C2S-Scale 27B was a technically sound step for the LL.M. in biology: translating scRNA-seq into “cell sentences”, letting the Gemma-2 model run programmed queries on cell states and perturbations, and in practice it emerged that an interferon-conditioned amplifier—silmitasertib (CK2 inhibition)—increased MHC-I antigen presentation with only low doses of IFN, a mechanism the team subsequently validated in vitro. The value here is not the title rhetoric, but the workflow: text-native screening of >4k compounds in a dual immune background to propose a context-dependent pathway that can convert immune “cold” tumors into visibility. That is, all evidence is preclinical and laboratory scale; the correct interpretation is that of “hypothesis-generating artificial intelligence” with open weight that can be replicated and stress tested, rather than a clinical statement.
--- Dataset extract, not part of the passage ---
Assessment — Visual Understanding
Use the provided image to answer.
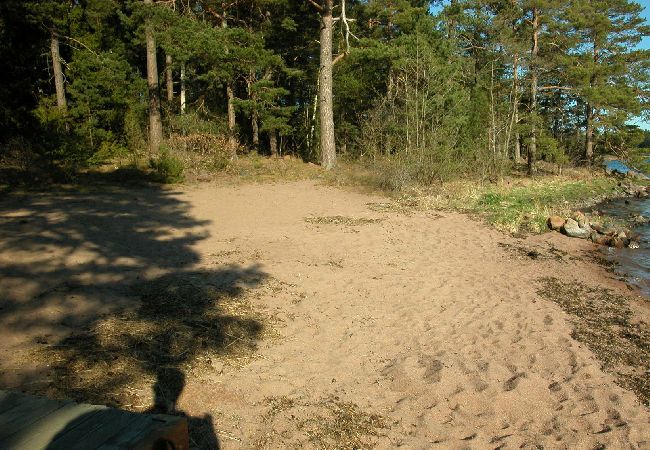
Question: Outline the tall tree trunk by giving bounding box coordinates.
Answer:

Check Technical papers, HF models, GitHub pages, and technical details . Please feel free to check out our GitHub page for tutorials, code, and notebooks. In addition, welcome to follow us twitter And don’t forget to join our 100k+ ML SubReddit and subscribe our newsletter. wait! Are you using Telegram? Now you can also join us via telegram.

Michal Sutter is a data science professional with a master’s degree in data science from the University of Padua. With a solid foundation in statistical analysis, machine learning, and data engineering, Michal excels at transforming complex data sets into actionable insights.
🙌 FOLLOW MARKTECHPOST: Add us as your go-to source on Google.